Much had changed even in that relatively brief span of planetary time. Clouds which had previously been vapid streaks of high-altitude moisture now billowed in thick creamy masses, whipped into spiral patterns by the blind artistry of Coriolis force. Sunlight glared back at her from the enamelled surfaces of lakes and miniature seas. There were hard-edged expanses of green and gold stitched across the planet in geometric clusters, threaded by silver-blue irrigation channels deep enough to carry barges. There were the faint grey scratches of slev lines and highways. Cities and settlements were smears of crosshatched streets and buildings, barely resolved even when the Inquisitor asked the window to flex into magnification mode. Near the hubs of the oldest settlements, like Cuvier, were the remnants of the old habitat domes or their foundation rings. Now and then she saw the bright moving bead of a transport dirigible high in the stratosphere, or the much smaller speck of an aircraft on government duty. But on this scale most human activity was invisible. She might as well have been studying surface features on some hugely magnified virus.

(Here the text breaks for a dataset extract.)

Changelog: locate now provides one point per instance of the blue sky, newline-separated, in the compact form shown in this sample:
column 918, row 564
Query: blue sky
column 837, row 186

The Inquisitor, who after years of suppressing that part of her personality was again beginning to think of herself as Ana Khouri, did not have any particularly strong feelings of attachment to Resurgam, even after all the years she had spent incognito on its surface. But what she saw from orbit was sobering. The planet was more than the temporary colony it had been when she had first arrived in the system. It was a home to many people, all they had known. In the course of her investigations she had met many of them and she knew that there were still good people on Resurgam. They could not all be blamed for the present government or the injustices of the past. They at least deserved the chance to live and die on the world they had come to call their home. And by dying she meant by natural causes. That, unfortunately, was the part that could no longer be guaranteed.
The shuttle was tiny and fast. The Triumvir, Ilia Volyova, was snoozing in the other seat, with the peak of a nondescript grey cap tugged down over her brow. It was the shuttle that had brought her down to Resurgam in the first place, before she contacted the Inquisitor. The shuttle’s avionics program knew how to dodge between the government radar sweeps, but it had always seemed prudent to keep such excursions to a minimum. If they were caught, if there was even a suspicion that a spacecraft was routinely entering and leaving Resurgam’s atmosphere, heads would roll at every level of government. Even if Inquisition House was not directly implicated, Khouri’s position would become extremely unsafe. The backgrounds of key government personnel would be subjected to a deep and probing scrutiny. Despite her precautions, her origins might be revealed.
The stealthy ascent had necessitated a shallow acceleration profile, but once it was clear of atmosphere and outside the effective range of the radar sweeps the shuttle’s engines revved up to three gees, pressing the two of them back into their seats. Khouri began to feel drowsy and realised, just as she slid into sleep, that the shuttle was pumping a perfumed narcotic into the air. She slept dreamlessly, and awoke with the same mild sense of objection.